Après Shadows, tourné en complète indépendance, Cassavetes avait été son propre producteur à la Paramount pour Too Late Blues. Ici, chez United Artists, il doit composer avec le tout-puissant producteur Stanley Kramer, qui remaniera largement le film, que le réalisateur désavouera totalement. Le producer's cut n’empêchera pas Un enfant attend d’essuyer un échec commercial, et fermera définitivement les portes des studios à Cassavetes.

Si le film échappe au cinéaste, il reste, à bien des égards, plus personnel qu’il n’y paraît. Sous le vernis du mélodrame hollywoodien, se devine encore l’empreinte du réalisateur.

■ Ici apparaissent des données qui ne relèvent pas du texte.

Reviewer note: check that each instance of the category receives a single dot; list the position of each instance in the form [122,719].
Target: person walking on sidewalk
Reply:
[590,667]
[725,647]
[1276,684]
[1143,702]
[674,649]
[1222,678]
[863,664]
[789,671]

Alors que Kramer entraîne l’œuvre vers le film à thèse, Cassavetes s’attache à redéfinir les limites de la normalité.

Avec pudeur et distance, le cinéaste s’introduit dans cette institution pour enfants. Tandis que Reuben est campé par un jeune acteur, ses camarades sont sélectionnés parmi les petits pensionnaires d’un hôpital californien. Échappant au documentaire clinique, Un enfant attend raconte l’opposition de deux adultes dont les méthodes diffèrent.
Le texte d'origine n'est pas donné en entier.